Byline: MARK ELLIS Industrial Correspondent

PUBLIC sector workers warn they have been "pushed to the brink" and are demanding an end to the pay cap forcing many to live on poverty wages.

The impassioned plea for a pay rise for the five million employees comes in an open letter to Chancellor Philip Hammond, signed by the leaders of their unions today.

They urge him to use Wednesday's Budget to end the "pay misery" for millions of hard-working staff in hospitals, schools and town halls.

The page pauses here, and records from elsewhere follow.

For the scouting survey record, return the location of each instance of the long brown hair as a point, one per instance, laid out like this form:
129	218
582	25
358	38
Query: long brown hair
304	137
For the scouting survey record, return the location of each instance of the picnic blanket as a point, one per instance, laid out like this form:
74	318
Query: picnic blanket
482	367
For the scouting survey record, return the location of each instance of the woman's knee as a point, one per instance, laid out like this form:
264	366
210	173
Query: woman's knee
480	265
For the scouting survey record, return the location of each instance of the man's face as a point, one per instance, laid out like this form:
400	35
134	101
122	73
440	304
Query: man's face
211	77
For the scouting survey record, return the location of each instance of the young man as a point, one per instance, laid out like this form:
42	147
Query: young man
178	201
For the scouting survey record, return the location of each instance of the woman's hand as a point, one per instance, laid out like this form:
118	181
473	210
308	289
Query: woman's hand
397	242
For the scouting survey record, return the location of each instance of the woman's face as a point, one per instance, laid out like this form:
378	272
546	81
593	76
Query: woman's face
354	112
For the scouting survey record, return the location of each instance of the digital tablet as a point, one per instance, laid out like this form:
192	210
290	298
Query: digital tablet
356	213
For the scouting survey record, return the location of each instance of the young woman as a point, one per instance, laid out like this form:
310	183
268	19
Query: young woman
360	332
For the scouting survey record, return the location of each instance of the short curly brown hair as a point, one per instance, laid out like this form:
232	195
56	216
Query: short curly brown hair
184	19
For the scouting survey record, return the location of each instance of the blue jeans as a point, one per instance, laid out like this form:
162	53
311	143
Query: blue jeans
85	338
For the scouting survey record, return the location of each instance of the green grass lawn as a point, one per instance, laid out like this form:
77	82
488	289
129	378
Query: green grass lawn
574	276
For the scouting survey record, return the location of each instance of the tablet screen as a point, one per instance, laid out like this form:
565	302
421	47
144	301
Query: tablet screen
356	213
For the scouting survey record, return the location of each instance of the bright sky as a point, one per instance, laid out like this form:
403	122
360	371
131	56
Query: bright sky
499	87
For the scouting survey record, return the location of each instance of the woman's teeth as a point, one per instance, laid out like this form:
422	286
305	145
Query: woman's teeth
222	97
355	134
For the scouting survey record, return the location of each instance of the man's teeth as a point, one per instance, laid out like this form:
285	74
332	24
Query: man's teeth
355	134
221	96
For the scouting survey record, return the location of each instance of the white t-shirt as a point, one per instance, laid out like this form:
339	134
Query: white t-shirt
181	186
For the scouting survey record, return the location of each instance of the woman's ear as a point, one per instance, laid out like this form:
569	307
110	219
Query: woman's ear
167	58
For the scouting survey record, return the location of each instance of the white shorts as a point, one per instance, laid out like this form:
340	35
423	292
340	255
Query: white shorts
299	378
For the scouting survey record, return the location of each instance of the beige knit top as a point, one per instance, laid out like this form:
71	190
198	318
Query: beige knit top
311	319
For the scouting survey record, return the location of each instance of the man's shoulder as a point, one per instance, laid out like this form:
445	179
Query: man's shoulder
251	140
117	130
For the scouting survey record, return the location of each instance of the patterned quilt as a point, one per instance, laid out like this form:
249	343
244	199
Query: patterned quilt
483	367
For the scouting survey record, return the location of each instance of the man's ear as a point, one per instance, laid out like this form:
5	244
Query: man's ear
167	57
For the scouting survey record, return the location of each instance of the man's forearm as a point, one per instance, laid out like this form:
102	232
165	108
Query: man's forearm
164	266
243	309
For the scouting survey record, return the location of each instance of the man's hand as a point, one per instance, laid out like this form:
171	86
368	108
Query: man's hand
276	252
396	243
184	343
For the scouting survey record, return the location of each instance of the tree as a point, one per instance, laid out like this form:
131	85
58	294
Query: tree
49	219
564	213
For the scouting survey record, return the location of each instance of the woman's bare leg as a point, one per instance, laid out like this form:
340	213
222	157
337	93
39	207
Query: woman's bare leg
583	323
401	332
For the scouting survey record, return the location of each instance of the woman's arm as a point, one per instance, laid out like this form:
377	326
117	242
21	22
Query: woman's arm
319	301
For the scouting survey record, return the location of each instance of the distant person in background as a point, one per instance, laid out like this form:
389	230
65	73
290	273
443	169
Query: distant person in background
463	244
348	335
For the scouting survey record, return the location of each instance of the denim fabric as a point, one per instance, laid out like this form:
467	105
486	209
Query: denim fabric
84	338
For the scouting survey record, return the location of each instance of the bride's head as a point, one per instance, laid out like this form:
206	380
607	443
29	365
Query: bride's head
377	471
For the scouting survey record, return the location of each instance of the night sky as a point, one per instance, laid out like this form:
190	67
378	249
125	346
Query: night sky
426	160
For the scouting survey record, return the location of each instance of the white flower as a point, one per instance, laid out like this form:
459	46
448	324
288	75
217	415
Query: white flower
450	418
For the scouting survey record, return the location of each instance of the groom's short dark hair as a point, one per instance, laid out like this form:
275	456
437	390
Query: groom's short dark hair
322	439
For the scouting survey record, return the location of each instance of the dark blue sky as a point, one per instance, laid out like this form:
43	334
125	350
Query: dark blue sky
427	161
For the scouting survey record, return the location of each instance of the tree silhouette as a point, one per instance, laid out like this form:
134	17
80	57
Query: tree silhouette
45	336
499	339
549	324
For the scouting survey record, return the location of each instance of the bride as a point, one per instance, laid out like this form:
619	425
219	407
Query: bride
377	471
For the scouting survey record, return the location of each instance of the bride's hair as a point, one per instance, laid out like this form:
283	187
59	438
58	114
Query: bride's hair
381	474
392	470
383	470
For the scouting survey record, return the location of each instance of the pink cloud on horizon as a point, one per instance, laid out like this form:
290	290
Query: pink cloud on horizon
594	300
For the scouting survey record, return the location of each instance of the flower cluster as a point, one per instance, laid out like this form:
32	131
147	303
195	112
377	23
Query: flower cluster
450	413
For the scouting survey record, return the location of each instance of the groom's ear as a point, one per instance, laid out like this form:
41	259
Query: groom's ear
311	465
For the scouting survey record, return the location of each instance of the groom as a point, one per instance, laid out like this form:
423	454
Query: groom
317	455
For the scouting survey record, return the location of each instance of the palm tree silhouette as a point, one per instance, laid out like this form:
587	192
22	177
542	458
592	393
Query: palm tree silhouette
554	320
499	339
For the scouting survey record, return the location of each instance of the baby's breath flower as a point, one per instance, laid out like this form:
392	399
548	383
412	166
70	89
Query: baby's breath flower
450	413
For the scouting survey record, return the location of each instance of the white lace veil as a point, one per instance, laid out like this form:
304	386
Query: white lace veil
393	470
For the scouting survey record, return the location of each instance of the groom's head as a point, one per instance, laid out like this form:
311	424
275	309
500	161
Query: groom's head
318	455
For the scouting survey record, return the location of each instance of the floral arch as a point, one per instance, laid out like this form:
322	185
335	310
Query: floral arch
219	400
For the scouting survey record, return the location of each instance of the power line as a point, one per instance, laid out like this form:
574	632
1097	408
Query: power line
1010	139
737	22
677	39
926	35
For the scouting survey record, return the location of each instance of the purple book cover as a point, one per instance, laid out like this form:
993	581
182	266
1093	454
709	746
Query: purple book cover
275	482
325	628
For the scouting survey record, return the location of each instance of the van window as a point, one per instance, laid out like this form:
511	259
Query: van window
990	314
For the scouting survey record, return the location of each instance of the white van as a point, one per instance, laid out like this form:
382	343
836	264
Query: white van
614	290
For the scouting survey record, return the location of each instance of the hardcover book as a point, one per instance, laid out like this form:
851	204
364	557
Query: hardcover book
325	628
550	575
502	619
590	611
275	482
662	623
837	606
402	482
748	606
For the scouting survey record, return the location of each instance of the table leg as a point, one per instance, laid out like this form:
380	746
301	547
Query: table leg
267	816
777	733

TUC polling showed one in seven public sector workers skipped meals this year to make ends meet, and almost a quarter (24%) said they wouldn't be able to pay an unexpected bill of PS500.

Dave Prentis, leader of the biggest public sector union Unison, said last night: "The Chancellor will be letting down millions of public service employees and their families if he doesn't come up with the cash for a proper wage rise for every public servant this week.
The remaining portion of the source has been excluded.